William Lunn (1 November 1872 – 17 May 1942) was a Labour Party politician in the United Kingdom.
Born in Rothwell, Lunn began working as a coal miner when he was twelve years old. He was later elected as checkweighman at Middleton Colliery, serving for twenty years.
Lunn was a supporter of the Labour Party, and served on Rothwell Urban District Council and the Hunslet Board of Guardians. He stood unsuccessfully in the 1912 Holmfirth by-election. He was elected at the 1918 general election as Member of Parliament (MP) for the newly created Rothwell constituency, and held the seat until he died in office in 1942, aged 69.
In 1924, Lunn served in Ramsay MacDonald's short-lived First Labour Government as Secretary for Overseas Trade, a junior ministerial post subordinate to the President of the Board of Trade.
When the Second Labour Government took office in June 1929, Lunn was appointed as Under-Secretary of State for the Colonies.

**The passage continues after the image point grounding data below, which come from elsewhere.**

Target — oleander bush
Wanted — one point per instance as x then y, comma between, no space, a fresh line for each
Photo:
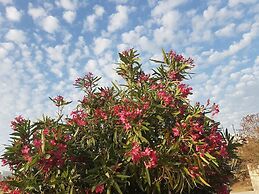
143,136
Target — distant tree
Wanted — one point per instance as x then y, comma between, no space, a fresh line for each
250,125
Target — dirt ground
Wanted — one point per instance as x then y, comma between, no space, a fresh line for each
243,185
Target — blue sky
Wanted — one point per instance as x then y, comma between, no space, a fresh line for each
46,45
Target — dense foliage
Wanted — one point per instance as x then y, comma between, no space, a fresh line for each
143,136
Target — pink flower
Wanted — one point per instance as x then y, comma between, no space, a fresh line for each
135,153
37,143
53,142
215,109
59,101
25,150
185,90
99,189
16,191
78,117
152,162
223,190
17,121
176,132
4,162
46,131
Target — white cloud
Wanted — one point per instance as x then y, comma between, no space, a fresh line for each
101,44
56,53
233,3
236,46
244,27
50,24
13,14
119,19
227,31
67,4
119,1
17,36
90,21
69,16
5,2
165,6
166,33
36,13
257,60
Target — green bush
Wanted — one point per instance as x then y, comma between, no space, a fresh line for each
143,136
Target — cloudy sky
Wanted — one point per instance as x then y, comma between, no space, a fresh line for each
46,45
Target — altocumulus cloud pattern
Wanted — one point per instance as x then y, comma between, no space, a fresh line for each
46,45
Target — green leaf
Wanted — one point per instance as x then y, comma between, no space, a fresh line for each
203,181
117,187
148,177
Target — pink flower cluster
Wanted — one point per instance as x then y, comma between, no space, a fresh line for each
180,58
128,113
149,154
78,117
6,189
59,101
165,97
17,121
185,90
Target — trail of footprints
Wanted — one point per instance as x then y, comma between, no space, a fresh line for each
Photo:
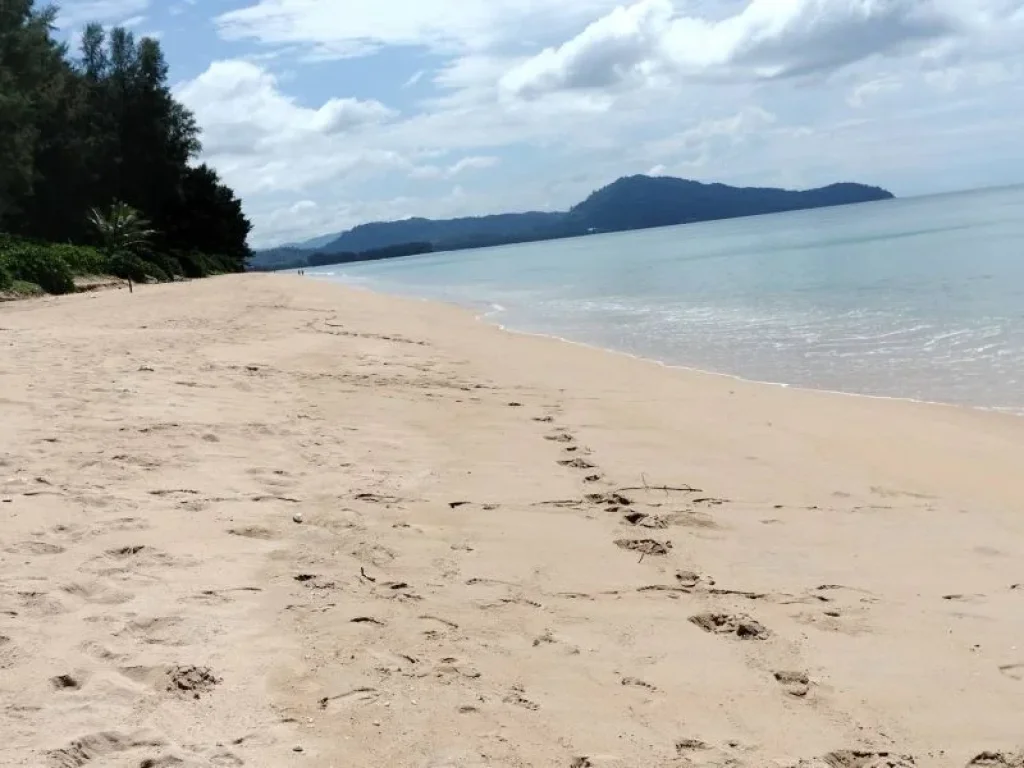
738,626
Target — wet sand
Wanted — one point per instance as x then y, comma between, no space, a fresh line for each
260,520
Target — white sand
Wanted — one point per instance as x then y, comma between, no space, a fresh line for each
464,600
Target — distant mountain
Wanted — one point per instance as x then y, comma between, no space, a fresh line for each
630,203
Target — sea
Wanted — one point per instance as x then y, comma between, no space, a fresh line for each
918,298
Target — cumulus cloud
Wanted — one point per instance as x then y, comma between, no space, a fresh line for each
743,91
77,12
466,164
353,27
242,110
768,39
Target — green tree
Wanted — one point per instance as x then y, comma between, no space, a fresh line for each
121,228
32,70
78,132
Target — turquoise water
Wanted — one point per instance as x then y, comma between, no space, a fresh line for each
920,298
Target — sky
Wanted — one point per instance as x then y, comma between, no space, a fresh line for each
326,114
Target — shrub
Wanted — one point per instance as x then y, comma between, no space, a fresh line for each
155,271
129,266
82,259
39,264
194,263
6,279
169,266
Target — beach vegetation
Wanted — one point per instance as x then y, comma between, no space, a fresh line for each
98,162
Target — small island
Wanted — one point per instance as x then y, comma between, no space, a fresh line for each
631,203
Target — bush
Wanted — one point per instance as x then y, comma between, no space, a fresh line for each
194,263
37,263
129,266
169,266
82,259
6,279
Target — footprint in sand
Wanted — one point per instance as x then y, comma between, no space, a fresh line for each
725,624
517,697
67,682
159,631
34,548
859,759
147,748
1013,671
577,464
253,531
997,760
796,684
187,681
644,546
351,698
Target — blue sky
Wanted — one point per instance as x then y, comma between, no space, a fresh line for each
324,114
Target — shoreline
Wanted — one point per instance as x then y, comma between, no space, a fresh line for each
254,520
486,317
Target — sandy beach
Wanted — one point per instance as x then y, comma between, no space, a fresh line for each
261,520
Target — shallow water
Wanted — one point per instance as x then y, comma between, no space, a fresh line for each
920,298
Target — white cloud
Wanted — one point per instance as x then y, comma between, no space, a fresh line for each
75,13
767,39
566,96
351,27
872,88
466,164
242,110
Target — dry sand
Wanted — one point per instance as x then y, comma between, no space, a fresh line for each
512,551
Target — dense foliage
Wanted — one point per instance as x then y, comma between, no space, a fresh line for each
631,203
93,141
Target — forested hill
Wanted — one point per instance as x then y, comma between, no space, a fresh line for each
95,152
630,203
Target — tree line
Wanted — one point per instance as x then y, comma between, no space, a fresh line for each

He was moved in December that year to the post of Under-Secretary of State for Dominion Affairs, and held that position until the formation of the National Government in August 1931.
From 1931 until 1936, Lunn served on the National Executive Committee of the Labour Party.
In July 1936, during a debate on the Government's Midwives Bill, Lunn referred to the death of his daughter-in-law, earlier that day, when arguing for more to be done to protect the health of mothers.